Columnist Giles Smith forgives himself for forgetting his team's durability and casts a supporter's eye over the first leg happenings.


Hands up if you'd sort of settled for 1-0. I've got to confess that, as we passed into time added on, I was doing my best to bring myself round to the idea.

'Two goals and a clean sheet back at our place? Tough, but by no means an impossible task,' I was telling myself. 'Could have been a lot worse, too, if Petr Cech hadn't turned that Gerrard shot over and then got in the way of that Torres one right near the end. So, 1-0 at Anfield, then. Not such a bad night's work, all things considered, in a two leg tie.'

So, it's a good job, all in all, that it was Salamon Kalou who took the ball down towards the corner flag in the third minute of injury time, rather than me. That's not because my ability, under pressure, to make a telling delivery from out wide isn't devastating in its own way. Rather, it's because Kalou was clearly one among our number who hadn't settled for 1-0.

Going home without an away goal was still, even at that point, not part of his agenda for the evening. Instead he still had the belief and the dogged, never-say-die spirit to look up, whip the ball in and beautifully find John Arne Riise, ghosting in from deep to the near post.
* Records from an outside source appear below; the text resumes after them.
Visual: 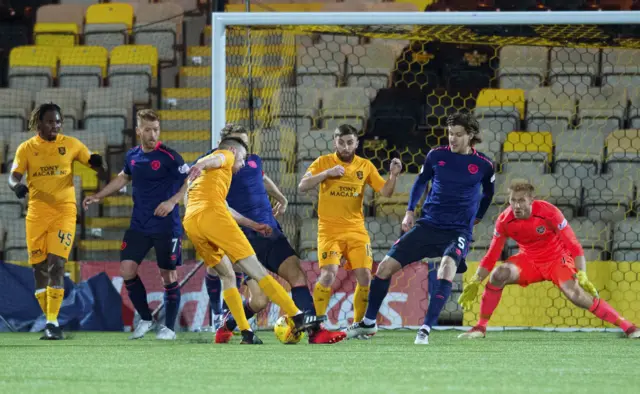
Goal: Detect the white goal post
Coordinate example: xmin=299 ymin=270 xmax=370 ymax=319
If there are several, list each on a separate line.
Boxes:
xmin=211 ymin=11 xmax=640 ymax=148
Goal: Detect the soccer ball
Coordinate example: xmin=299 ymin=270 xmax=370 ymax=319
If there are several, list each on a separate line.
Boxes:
xmin=273 ymin=316 xmax=304 ymax=344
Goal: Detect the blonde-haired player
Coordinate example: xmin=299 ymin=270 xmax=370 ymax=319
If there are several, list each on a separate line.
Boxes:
xmin=9 ymin=103 xmax=102 ymax=340
xmin=298 ymin=124 xmax=402 ymax=321
xmin=183 ymin=138 xmax=318 ymax=344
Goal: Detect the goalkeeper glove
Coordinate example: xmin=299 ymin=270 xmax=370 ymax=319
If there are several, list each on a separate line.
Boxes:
xmin=576 ymin=271 xmax=598 ymax=297
xmin=458 ymin=275 xmax=482 ymax=312
xmin=13 ymin=183 xmax=29 ymax=198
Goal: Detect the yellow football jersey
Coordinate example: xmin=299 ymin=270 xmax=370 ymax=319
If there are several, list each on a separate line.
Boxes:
xmin=184 ymin=149 xmax=235 ymax=219
xmin=307 ymin=153 xmax=385 ymax=230
xmin=11 ymin=134 xmax=91 ymax=212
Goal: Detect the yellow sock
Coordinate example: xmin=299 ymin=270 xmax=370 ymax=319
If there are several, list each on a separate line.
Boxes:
xmin=222 ymin=287 xmax=251 ymax=331
xmin=45 ymin=286 xmax=64 ymax=323
xmin=313 ymin=282 xmax=331 ymax=316
xmin=36 ymin=289 xmax=47 ymax=314
xmin=258 ymin=275 xmax=300 ymax=316
xmin=353 ymin=285 xmax=369 ymax=321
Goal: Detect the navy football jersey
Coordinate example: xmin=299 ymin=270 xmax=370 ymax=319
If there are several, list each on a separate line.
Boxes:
xmin=122 ymin=142 xmax=189 ymax=236
xmin=407 ymin=146 xmax=495 ymax=234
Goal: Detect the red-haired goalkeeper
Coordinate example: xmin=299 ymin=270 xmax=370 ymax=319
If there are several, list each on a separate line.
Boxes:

Talk about timing your run to perfection. Look again at the agility with which the Liverpool man gets himself down low. Look at the power he manages to impart behind the header. Look at the inch-perfect placement, wide of Reina and into the roof of the net. Riise probably won't score a better goal in his career. He certainly won't score a more valuable one from our point of view. In front of the Kop, too. Ah, the memories.

Now, obviously there are going to be some people who maintain that Carragher ought to have picked him up. And it does appear that Reina was left fearfully exposed by his central defence at that moment. I'd prefer, though, to give the credit to Riise for eluding his man.

Sometimes a player can come into the box so quickly and from such an acute angle, that not even the best defender in the world would be able to do anything about it. This was one of those occasions.

So, 1-0 was OK, but 1-1 is better. And it means we can be slightly less pedantic and irritated about the freakish nature of Liverpool's first-half goal. The quickly-taken free kick which wasn't a free kick; the sliced shot which balloon'd the ball into the box; Babel retreating from an offside position to impede Makelele and prevent him from getting to Kuyt - all of these little details we might have had to get much more worked up about, if Riise hadn't done us that last-gasp favour.

The semi-final is by no means done and dusted, of course. We'd be foolish to assume that. Liverpool will scrap for the second leg like a team that has nothing else left to play for because? well, because they are a team that has nothing else left to play for. But it gives us some real hope, I think, for a place in the final.

Of course, Liverpool being Liverpool, and Benitez being Benitez, no one of any significance from the side that turned out last night will be required to exert himself between now and the second leg.

They've got Birmingham at the weekend, which almost certainly means they'll be sending out Peter Crouch to deal with it, while the first teamers lie around at home having their calf muscles rubbed and their toenails painted.

Torres hadn't played for nine days before last night. Nine days! There must come a point, surely, where 'rested' stops being 'rested' and starts being 'not quite match fit'. But, hey - that's Benitez' problem, I guess, and no business of ours.

We, on the other hand, have the small matter of a potentially title-deciding clash with a decidedly wobbly-looking Manchester United to fit into our busy schedule in the meantime. Which is, of course, tough on us.

But we wouldn't have it any other way, would we? Certain other clubs may decide that the Champions League is the only competition worth bothering about, and set all their eggs in its one, expensively-lined basket. But here at Chelsea, we like to treat every competition with the respect that it deserves, remaining competitive across the board for as long as we possibly can. Doesn't mean you necessarily win them all, of course. But it's more satisfying, knowing that you genuinely tried.